Er is op YouTube een college te vinden dat hij jaren later gaf aan een zaal vol geïnteresseerde leken. Tijdens zijn voordracht lichtte hij zijn levenswerk binnen de theoretische natuurkunde nader toe.
U moet het filmpje zelf eens gaan bekijken: het enthousiasme straalt van de docent af. Het jasje gaat uit. De mouwen worden opgerold en hij begint gedreven aan zijn betoog. In het Engels is zijn prachtige Brabantse tongval duidelijk te herkennen. De Martinus Veltmanpassage wordt daarmee ook een eerbetoon aan al die docenten die dagelijks voor de klas begeestering voor hun vakgebied proberen over te brengen op hun leerlingen.
Tini Veltman, zou nooit de top van de wetenschappelijke wereld kunnen bereiken, zonder de bijzondere combinatie van intellect, inzet, doorzettingsvermogen en het eigenzinnige karakter van mensen uit Baardwijk, ofwel: „Borrukse eigengeraaidheid.” Zijn bereidheid om tegen heersende opvattingen in te gaan leidde niet tot een rimpelloos wetenschappelijk bestaan, maar wel tot het uiteindelijk realiseren van uitzonderlijke prestaties. Zijn unieke levensverhaal, op Waalwijkse leest geschoeid, verdient het alleen al daarom om hier blijvend herinnerd te worden.

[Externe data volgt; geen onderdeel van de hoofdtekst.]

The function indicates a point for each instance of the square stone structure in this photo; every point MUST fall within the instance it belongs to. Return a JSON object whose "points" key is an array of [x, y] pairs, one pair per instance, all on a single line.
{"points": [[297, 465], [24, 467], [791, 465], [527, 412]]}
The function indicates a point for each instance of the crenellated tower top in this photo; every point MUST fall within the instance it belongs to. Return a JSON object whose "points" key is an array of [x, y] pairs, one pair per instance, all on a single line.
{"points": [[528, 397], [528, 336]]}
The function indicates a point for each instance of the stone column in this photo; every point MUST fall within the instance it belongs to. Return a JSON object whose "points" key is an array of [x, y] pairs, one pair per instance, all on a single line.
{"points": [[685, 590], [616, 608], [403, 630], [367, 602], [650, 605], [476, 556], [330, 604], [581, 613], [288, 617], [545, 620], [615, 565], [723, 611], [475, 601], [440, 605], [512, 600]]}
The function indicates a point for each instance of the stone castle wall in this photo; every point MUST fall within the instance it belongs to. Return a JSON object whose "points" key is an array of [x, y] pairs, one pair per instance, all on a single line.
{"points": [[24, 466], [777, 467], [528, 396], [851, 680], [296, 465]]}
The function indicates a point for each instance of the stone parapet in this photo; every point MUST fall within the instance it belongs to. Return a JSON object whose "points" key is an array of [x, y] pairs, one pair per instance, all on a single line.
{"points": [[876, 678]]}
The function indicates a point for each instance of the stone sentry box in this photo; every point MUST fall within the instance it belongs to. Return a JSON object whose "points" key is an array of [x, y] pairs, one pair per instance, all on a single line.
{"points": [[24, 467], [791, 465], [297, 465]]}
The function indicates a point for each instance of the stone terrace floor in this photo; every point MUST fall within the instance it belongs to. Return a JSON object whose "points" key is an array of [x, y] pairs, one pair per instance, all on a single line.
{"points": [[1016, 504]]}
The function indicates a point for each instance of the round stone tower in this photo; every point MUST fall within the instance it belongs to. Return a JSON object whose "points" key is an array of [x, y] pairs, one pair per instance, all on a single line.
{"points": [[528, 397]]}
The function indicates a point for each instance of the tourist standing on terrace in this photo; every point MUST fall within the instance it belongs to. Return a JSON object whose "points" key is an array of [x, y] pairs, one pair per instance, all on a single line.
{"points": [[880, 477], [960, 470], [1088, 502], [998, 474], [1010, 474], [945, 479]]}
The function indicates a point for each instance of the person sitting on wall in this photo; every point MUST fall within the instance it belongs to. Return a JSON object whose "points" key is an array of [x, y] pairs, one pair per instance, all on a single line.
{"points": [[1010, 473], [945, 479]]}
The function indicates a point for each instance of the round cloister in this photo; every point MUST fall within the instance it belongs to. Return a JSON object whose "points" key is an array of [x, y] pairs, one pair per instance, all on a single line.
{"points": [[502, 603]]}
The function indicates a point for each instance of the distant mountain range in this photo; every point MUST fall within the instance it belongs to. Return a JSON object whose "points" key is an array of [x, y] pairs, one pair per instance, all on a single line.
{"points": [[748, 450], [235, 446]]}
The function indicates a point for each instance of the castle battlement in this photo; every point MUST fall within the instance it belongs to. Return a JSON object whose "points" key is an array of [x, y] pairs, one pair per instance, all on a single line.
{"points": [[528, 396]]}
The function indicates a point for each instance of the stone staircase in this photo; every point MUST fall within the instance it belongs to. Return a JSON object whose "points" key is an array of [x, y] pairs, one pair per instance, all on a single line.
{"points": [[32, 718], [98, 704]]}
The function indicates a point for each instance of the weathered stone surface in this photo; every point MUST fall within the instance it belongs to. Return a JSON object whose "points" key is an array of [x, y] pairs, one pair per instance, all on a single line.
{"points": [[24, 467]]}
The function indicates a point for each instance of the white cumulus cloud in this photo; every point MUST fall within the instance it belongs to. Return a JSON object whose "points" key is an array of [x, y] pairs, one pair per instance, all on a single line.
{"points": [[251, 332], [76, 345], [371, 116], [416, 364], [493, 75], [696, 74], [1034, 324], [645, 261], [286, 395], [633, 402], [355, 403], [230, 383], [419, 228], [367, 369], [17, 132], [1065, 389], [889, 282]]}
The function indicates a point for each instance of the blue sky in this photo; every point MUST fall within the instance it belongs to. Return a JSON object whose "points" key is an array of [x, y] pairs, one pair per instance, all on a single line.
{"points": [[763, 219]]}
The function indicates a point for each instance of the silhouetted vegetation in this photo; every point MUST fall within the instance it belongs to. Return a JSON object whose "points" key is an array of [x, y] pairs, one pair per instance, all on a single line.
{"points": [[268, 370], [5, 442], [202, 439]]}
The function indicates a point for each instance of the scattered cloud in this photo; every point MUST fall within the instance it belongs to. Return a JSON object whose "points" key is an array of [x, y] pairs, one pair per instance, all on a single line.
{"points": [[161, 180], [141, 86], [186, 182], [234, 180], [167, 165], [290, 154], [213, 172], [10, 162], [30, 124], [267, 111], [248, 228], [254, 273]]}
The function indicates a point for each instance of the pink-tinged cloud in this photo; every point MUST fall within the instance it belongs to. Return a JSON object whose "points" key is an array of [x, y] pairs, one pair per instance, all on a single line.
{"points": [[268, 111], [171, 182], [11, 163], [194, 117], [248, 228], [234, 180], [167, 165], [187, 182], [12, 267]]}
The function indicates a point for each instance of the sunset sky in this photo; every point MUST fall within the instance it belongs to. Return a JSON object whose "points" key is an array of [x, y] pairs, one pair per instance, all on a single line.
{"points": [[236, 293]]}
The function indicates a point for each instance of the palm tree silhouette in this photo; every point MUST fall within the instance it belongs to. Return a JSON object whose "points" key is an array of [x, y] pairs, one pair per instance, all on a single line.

We leven in een tijd waarin wetenschappelijke feiten door meningen op social media ter discussie worden gesteld. Diezelfde wetenschap die onze moderne maatschappelijke ontwikkeling juist zo gestimuleerd heeft. Ook daarmee zal de Martinus Veltmanpassage verbonden zijn en blijven. Wetenschap die de duisternis overwint. „Scientia vincere tenebras” (Door wetenschap de duisternis overwinnen.)
Als winnaar van de Nobelprijs werd hem een gebeeldhouwde kop gegund. Exemplaren hiervan bevinden zich in de University of Michigan, in de eregalerij van het ministerie van Onderwijs en bij de familie Veltman thuis in Bilthoven. Hij zou het zeker waarderen als zijn kop ook op zijn geboortegrond een plaats zou mogen vinden.
Daarbij gaf hij echter wel een aanwijzing: „Maak die kop niet in brons, want dan wordt hij binnen de kortste keren gestolen.” En je kunt de professor maar beter niet tegenspreken, want inderdaad, in Ann Arbor (USA) werd die kop ondertussen gejat.
Tini Veltman, heeft zijn wetenschappelijke strepen verdiend op het allerhoogste niveau. Echter, zijn Waalwijkse voetsporen hebben onmiskenbaar bijgedragen aan zijn latere carrière. Als familie menen we daarom dat de Martinus Veltmanpassage pas echt helemaal af zou zijn met een fraaie buste van de professor.
Wij hopen dat de huidige en toekomstige generaties Waalwijkers zich kunnen laten inspireren door een geniale, strijdbare, eigengereide en bourgondische man. Het zijn deze eigenschappen, die onze Nobelprijswinnaar bij uitstek maken tot een monument van deze gemeente.”